そう言ってから、通話を終了ボタンを押し、パタンと携帯電話...もといガラケーを閉じ、帰路へと向かう。

俺の名前は大原鹿島。いたって普通の21歳の学生だ。親が再婚したりして最近は波瀾万丈だが、いたって大きな事故も無し。


と、脳内で自己紹介してしまい、脳内で赤面してしまう。

季節は夏、リア充共の季節だ。じりじり照りつける日差しに体力が削り取られ、何もしなくても、汗が噴き出す。

汗を拭いつつ、バスに乗る。

バスの時間を逆算し、校門を出ているので、待たずに乗れる。

ICカードの入ったパスケースを、運転手横に叩きつける。席に座ると、キンキンに効いた冷房が俺を歓迎する。まるで、オアシスのようであった。
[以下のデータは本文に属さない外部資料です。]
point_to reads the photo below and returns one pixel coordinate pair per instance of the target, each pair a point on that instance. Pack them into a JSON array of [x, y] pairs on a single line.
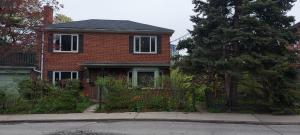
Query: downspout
[[42, 54]]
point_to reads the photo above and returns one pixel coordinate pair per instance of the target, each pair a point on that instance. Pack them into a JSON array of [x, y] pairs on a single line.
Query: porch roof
[[123, 65]]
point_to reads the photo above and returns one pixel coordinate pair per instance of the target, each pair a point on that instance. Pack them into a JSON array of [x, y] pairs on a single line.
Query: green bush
[[41, 97], [117, 96]]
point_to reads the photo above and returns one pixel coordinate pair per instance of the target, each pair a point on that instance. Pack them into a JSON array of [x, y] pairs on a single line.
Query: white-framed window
[[66, 43], [145, 44], [63, 75], [145, 78]]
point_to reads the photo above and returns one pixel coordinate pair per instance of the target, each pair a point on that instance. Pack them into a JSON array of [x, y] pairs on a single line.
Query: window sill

そんなオアシスを楽しんでいればすぐに時間は過ぎ、停留所に到着。 そそくさと下車し、家へと向かう。 バスを降りれば自宅は目と鼻の先。 すぐに自宅のドアの前。ガチャりと開ければまた天国。冷房は人類で最強の発明だと思う。

「ただいま」

言いなれた単語。自分史上最高の声で発音。

「ぁ..ぉかえりなさぃ」

穏やかな声で返ってきたのは義妹の時雨

シャイで穏やかな性格だが、挨拶はきちんとする。

数ヶ月前に、彼女との関係は、「バイトの同僚」から「義妹」にレベルアップした。

なんでそうなったかは、後ほど。

「すまない時雨さん。俺のドクペどこ?」

義妹だと言えど、さん付けしてしまう。

「ドクペ...?なら冷蔵庫だと..思います..」

さんきゅと礼をし、冷蔵庫から、飲みかけのドクペを飲み、空になったボトルをゴミ箱のに入れる。

疲れたのか、眠気が襲ってくる。

「ふぁ~寝みぃ... 」

とヒトリゴトを呟き、自分の部屋に入る。

自分の部屋は、冷房が効いていた。

おそらく時雨さんが気を遣ってくれたのだろう。

我が愛しのベッドにエントリィィする。

すると、直に俺の意識は沈んでいった。